FastENLOC can estimate colocalization priors directly from the data using a multiple imputation scheme, which is also applicable to summary statistics input. For the Okamoto data, the true enrichment parameters are $\alpha_0 = -7.31$ and $\alpha_1 = 5.81$. The estimates by FastENLOC are conservative, as expected:
Intercept -7.665 -
Enrichment (no shrinkage) 4.739 0.146
Enrichment (w/ shrinkage) 4.549 0.143
## Alternative (coloc) parameterization: p1 = 4.683e-04, p2 = 5.660e-04, p12 = 2.508e-05
The alternative parameterization, i.e., ($p_1, p_2, p_{12}$), shows that the estimated prior is reasonably close to the default prior assumed by COLOC. The impact on colocalization probabilities by the prior difference is shown below:
Here, we maintain consistent Bayes factor (BF) computations across both methods (assuming a single grid by defining sdY).
The command used to generate the above FastENLOC output is:
fastenloc -sum okamoto_sim.sum_stats.gz -tv 1797000 -sdy_g 1 -sdy_e 1
Since the corresponding $\alpha_1$ value (6.908) overestimates the true value, the PPH4 values are higher than the corresponding GRCP values.
When FastENLOC and COLOC use their respective default settings to compute colocalization probabilities, a higher level of discordance is observed between PPH4 and GRCP, as shown below.
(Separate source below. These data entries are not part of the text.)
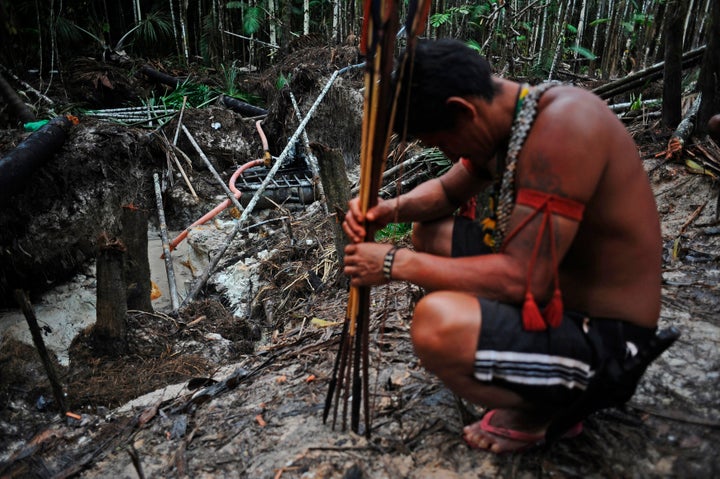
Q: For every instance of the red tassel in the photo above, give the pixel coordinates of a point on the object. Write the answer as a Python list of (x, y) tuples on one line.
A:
[(532, 319), (554, 310)]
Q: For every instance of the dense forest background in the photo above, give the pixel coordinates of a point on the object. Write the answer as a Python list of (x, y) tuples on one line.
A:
[(593, 40)]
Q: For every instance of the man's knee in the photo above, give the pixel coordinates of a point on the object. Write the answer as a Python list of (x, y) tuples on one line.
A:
[(445, 324), (421, 237), (433, 236)]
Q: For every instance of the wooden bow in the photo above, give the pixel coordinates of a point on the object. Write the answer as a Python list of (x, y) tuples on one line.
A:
[(380, 25)]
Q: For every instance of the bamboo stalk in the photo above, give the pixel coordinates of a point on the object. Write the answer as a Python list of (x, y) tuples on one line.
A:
[(166, 247)]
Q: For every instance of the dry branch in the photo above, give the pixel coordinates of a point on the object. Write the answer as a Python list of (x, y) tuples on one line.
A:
[(640, 78)]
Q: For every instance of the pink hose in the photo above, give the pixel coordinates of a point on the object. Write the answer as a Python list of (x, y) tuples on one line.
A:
[(210, 215)]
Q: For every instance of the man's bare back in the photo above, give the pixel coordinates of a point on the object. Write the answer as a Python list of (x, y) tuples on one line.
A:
[(613, 268), (583, 230)]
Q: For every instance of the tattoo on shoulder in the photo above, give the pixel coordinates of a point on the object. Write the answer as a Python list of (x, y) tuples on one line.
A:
[(539, 174)]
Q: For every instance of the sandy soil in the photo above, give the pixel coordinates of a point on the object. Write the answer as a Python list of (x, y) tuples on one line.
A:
[(236, 387)]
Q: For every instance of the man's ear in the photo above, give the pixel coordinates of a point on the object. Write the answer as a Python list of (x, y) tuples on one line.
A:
[(462, 108)]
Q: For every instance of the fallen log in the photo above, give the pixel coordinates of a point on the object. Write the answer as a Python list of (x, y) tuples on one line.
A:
[(18, 165), (160, 77), (654, 72), (26, 307), (21, 110), (683, 131), (714, 128), (241, 107)]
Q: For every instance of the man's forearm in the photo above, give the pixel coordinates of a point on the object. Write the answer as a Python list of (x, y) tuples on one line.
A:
[(425, 202)]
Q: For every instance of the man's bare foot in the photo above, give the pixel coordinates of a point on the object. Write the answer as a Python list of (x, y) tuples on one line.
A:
[(504, 430), (507, 430)]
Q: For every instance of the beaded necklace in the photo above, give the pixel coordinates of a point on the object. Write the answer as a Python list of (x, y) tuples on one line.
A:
[(525, 113)]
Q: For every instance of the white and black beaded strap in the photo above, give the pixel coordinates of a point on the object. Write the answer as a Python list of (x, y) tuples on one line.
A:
[(520, 129)]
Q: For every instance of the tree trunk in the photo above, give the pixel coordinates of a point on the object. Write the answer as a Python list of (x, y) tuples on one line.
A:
[(640, 78), (710, 71), (134, 236), (337, 191), (306, 17), (110, 325), (672, 84), (22, 111)]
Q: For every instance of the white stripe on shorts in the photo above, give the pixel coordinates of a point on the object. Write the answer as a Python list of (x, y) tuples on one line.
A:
[(532, 369)]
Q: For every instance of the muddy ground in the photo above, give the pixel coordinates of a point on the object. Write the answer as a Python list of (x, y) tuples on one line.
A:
[(235, 384)]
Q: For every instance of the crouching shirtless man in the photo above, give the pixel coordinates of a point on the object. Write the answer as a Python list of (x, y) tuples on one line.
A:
[(573, 212)]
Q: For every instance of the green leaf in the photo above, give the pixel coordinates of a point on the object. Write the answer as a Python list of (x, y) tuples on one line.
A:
[(251, 20), (474, 45), (583, 51), (438, 19)]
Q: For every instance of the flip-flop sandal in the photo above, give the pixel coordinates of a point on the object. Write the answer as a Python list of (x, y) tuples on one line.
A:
[(530, 439)]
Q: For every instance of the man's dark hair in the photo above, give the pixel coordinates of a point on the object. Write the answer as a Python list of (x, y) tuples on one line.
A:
[(441, 69)]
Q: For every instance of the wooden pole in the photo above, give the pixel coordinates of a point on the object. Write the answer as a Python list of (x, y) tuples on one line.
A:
[(31, 319)]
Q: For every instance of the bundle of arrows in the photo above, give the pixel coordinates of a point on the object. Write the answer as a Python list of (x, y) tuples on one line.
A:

The command to generate the above FastENLOC output is:
fastenloc -sum okamoto_sim.sum_stats.gz -tv 1797000
While analytical factors can contribute to discrepancies in colocalization quantification between FastENLOC and COLOC, their results generally remain highly correlated. For instance, in the combined effect experiment, the GRCP and PPH4 results show a Spearman correlation of 0.905. We also identify a non-analytical cause of larger discrepancies between and within methods that perform colocalization analysis based on summary statistics input: the definition of gene (cis) regions.
The figure below shows the changes in PPH4 values computed by COLOC as the cis-region for each gene is halved in the Okamoto data.
The change of the region definition also causes a drastic decrease in Spearman’s correlation to 0.161.
Sensitivity to region definition is a primary reason we recommend probabilistic fine-mapping input for colocalization analysis, as it is more robust to different region definitions.